The aws data pricing is complicated and there are many solutions to it, but the point was that I feel like the data requirements have been exaggerated a bit and it shouldn’t cost them so much that the customer has to shell out money to retrieve their data.

The fastest aws storage is
$0.023 / GB
and transfers
$0.09 per GB

The player’s expired stuff would be a fraction of a gb. I don’t see a point in charging you $0.01 when you return to the game.

edit: I understand this is grossly simplified, there are many more variables to it, not to mention the dev time. But in a $40 game with microtransactions, optional subscription and deluxe edition, I strongly believe charging for this would give a bad impression. Paying for GC as a “storage solution” is already in the game.

edit 2: Ook I’ve calmed down, might’ve been triggered a bit by seeing another subcharge suggested

As to “storing” items to return to a player who’s beacon expired… Why not add a slot in the beacon to insert "Insurance Token(s) one per Plot maybe, then rig the beacon to generate a checksum of the contents of the beacon, rather than try to save the build intact, just save a checksum description of the materials to be returned, checksum being generated when the beacon expires. Any insured beacons once the checsum is generated, the beacon contents Regen instantly as if hit with a regen bomb in each plot. So no salvage->recovery exploit is created. when a player comes back they get a time limit to place a beacon (Maybe even an “Advanced Beacon” with an attached temporary storage inventory) and withdraw their returned materials. the contents would not need to be stored, as with the checksum, the contents could be generated upon return to the game.

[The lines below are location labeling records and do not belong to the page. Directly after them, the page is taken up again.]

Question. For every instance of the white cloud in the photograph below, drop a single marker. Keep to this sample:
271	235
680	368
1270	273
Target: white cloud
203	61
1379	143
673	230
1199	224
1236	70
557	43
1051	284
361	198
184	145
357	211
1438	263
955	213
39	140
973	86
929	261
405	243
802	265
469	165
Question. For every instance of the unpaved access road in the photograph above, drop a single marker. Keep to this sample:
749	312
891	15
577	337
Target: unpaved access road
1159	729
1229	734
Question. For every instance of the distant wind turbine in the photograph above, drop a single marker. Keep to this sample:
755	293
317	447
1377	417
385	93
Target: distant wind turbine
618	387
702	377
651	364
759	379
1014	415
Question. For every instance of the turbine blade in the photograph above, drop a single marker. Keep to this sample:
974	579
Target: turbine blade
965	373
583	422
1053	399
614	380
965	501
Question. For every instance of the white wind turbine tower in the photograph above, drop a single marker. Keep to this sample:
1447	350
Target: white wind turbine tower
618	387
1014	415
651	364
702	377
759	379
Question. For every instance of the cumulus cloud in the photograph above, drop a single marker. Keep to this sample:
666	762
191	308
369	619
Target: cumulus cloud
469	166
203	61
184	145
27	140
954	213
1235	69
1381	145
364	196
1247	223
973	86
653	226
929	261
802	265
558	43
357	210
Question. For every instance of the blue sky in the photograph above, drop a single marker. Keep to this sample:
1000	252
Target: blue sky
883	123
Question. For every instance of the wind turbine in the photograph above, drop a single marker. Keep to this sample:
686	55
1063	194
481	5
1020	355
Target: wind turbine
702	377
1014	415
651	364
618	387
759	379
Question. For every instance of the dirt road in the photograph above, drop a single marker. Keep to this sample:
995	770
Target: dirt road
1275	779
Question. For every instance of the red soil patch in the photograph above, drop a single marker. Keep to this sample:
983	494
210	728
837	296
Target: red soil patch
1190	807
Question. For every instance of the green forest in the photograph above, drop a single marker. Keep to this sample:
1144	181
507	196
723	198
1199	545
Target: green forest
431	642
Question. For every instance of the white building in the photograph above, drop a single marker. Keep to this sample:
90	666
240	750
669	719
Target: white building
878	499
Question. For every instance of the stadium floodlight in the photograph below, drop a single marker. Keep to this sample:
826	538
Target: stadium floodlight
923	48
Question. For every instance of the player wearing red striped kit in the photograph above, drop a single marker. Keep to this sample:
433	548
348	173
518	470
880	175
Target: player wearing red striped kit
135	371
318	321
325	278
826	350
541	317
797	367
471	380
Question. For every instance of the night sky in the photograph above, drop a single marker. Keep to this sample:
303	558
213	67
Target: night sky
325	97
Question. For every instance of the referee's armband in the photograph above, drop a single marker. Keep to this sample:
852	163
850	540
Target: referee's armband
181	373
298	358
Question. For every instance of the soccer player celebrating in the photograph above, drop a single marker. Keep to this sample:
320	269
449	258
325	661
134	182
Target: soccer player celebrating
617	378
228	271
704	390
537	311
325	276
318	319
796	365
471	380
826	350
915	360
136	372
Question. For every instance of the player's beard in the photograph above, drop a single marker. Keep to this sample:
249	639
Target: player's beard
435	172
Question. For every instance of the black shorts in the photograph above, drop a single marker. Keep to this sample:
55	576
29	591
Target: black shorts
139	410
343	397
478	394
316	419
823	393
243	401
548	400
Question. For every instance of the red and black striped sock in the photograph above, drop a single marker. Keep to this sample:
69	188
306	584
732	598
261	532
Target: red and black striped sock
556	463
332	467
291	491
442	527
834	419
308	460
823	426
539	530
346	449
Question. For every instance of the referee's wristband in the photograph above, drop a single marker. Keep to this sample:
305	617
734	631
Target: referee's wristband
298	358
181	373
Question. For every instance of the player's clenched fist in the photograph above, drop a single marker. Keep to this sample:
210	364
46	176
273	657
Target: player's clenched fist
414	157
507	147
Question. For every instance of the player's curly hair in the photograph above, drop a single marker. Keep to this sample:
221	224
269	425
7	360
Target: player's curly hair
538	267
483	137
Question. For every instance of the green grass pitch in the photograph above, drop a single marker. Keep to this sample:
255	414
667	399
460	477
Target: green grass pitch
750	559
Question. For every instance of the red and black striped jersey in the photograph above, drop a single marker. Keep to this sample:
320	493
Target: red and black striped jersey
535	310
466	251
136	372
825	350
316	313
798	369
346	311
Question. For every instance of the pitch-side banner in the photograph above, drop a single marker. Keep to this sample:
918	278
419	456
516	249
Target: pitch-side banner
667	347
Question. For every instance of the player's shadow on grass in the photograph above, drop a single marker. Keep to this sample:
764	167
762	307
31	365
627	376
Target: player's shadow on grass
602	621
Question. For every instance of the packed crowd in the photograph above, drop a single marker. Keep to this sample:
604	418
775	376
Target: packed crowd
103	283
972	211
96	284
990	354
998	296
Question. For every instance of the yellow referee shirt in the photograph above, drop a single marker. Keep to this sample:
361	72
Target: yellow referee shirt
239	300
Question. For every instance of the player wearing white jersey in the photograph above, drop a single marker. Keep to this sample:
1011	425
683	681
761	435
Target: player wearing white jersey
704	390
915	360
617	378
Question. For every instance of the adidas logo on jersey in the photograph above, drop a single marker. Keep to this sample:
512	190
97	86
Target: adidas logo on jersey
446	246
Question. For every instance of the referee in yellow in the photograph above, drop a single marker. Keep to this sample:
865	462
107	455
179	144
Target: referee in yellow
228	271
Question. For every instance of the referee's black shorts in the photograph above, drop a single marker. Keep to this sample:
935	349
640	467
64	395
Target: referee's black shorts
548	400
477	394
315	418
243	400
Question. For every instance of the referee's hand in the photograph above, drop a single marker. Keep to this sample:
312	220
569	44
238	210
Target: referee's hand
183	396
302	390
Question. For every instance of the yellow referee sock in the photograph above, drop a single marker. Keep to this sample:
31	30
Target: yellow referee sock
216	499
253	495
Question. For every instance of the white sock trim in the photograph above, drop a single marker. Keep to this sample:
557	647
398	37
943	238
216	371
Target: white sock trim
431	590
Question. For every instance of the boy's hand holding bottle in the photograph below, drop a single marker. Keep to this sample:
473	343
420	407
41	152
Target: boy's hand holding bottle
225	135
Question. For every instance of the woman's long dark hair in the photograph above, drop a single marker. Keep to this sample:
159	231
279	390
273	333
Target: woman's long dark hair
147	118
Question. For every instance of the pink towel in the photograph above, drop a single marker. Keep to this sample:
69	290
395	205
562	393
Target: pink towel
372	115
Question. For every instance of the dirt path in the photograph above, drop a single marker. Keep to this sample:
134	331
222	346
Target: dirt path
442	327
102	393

Don’t you need to register your e-mail before you can start playing the game? I’m asking because the game could send you an automated e-mail when one of your beacons is about to die out (like 3 days before it does).
That would help a lot, I think.

Buuuut we can make it so that failing to fuel your beacon becomes less problematic.
For that, there are a lot of options which have been suggested. I still believe that mine would be a fine compromise.